Minnesota has one of the most pronounced education achievement gaps in the country. Why can’t we make more progress? 

Although it’s not a direct, linear line, I would argue that racial exclusion established the basis for a range of racial disparities, including those in education, and the disparities seem intractable because that exclusion has been so long-established and widespread. Until we reckon with this fact, we can’t adequately address specific problems like student achievement gaps. That’s true of addressing racist policing as well, with Brown’s killing in Ferguson and Floyd’s killing in Minneapolis just two examples. These were terrible individual tragedies, but they were also born out of a larger social order defined by a fossilized White racism.

Who should we be reading on the topic of racial equity in America?

For readers who are interested in the history of racial covenants, which many people in the Twin Cities might be if they’re participating in the amazing Mapping Prejudice project, I would recommend Jeffrey Gonda’s book Unjust Deeds.  As part of a corrective to recent work that emphasizes the state role in making racial exclusion happen, I’d also suggest an article by Tesa Rigel Hines, “‘Community Prejudice is Also to Blame’,” in the Journal of Urban History.

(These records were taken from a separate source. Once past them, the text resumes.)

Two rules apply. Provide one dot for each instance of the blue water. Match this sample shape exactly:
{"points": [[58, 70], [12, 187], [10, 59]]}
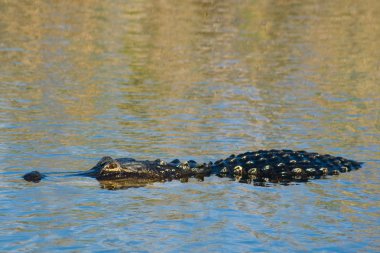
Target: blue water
{"points": [[190, 80]]}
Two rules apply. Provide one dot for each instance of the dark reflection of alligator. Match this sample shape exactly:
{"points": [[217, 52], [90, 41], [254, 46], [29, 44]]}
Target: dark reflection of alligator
{"points": [[259, 168]]}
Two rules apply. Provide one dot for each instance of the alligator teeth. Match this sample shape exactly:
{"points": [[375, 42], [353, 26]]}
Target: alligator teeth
{"points": [[253, 171]]}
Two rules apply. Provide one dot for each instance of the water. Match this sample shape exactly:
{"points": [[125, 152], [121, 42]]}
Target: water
{"points": [[191, 80]]}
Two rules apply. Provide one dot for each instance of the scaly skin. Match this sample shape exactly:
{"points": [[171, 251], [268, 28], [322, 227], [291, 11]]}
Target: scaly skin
{"points": [[276, 166], [281, 166]]}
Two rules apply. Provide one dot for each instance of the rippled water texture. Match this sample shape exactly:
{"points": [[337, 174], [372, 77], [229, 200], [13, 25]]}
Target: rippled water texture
{"points": [[195, 80]]}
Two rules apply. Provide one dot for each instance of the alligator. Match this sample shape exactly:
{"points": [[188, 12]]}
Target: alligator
{"points": [[259, 168]]}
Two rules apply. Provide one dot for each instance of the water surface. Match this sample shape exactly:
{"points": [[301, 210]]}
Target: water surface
{"points": [[191, 80]]}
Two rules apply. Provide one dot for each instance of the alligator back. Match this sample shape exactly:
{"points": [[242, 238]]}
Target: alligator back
{"points": [[281, 166]]}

Outside of what I have to read when I’m working on a book, I tend to read short stories and novels, and some of that fiction has profound potential for revealing truths about the ways race matters in America. One collection of stories that does this is The Office of Historical Corrections, by Danielle Evans, and another is Jamel Brinkley’s A Lucky Man.

What is next for you?

At the moment, I’m still busy with Whiteness in Plain View, doing book talks and interviews and such, and I haven’t been able to seriously ponder a new project. But I have a couple of ideas that would allow me to continue thinking about race in Minnesota. I’ll see what happens with those.